Der Fairness halber: Die Parteinahme für das „eigene“ Team und die dümmlich-oberflächliche, vorurteilsbehaftete Interpretation von Spielen ist keine Spezialität von ARD und ZDF. Andere Sender in anderen Ländern machen es selbstverständlich genauso.
Neu ist das nicht, wie eine beiläufige Recherche am Rande des von Oliver Schmidt kommentierten Spiels USA v. Portugal zutage förderte. http://www.11freunde.de/artikel/tv-kritik-ein-europapokalabend-im-zdf
Tradition macht es nicht besser.
„Wer es besser kann als Steffen Simon, trete vor!“
Artikel heute in der Welt, unglaublich.
Hier scheinen ja alle einer Meinung zu sein.
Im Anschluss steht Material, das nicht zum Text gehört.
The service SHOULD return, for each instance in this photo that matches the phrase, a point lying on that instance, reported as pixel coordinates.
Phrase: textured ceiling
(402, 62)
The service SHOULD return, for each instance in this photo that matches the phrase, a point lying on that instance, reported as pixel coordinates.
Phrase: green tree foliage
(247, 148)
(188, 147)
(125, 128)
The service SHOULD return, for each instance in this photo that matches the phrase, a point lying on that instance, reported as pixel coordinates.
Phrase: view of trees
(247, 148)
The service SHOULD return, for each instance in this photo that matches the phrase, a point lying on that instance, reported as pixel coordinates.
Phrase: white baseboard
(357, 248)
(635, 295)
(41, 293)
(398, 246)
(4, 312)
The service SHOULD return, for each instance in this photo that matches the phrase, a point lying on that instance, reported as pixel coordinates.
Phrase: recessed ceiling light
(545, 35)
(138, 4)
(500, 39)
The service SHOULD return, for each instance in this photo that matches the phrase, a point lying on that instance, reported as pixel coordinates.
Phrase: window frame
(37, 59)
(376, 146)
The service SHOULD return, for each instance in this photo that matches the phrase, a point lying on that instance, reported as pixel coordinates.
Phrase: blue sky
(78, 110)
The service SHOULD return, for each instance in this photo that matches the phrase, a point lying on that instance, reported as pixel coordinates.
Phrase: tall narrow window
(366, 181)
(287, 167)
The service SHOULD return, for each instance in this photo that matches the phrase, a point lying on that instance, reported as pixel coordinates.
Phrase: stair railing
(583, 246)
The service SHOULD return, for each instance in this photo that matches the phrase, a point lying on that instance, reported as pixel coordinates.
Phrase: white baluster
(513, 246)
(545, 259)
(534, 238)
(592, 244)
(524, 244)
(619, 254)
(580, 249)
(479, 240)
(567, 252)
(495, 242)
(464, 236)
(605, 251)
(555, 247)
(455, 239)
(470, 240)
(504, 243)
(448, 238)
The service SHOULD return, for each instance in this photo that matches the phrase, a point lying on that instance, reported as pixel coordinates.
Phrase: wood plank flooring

Da polemisiere ich doch gerne mal als Advocatus diaboli:
Die Zugehorigkeit zu einer sozalen Gruppe, einer Gemeinschaft, ist ein menschliches Grundbedürfnis.
Eine Geimeinschaft die sich über das gleiche Ziel, die deutsche griechische Mannschaft soll gewinnen,definiert; hat die Vorteile der klaren Zielsetzung, des einfachen Zugangs und der Grösse der Gememeinschaft.
Natürlich stehen da unsere Jungs stellvertretend für uns auf dem Platz.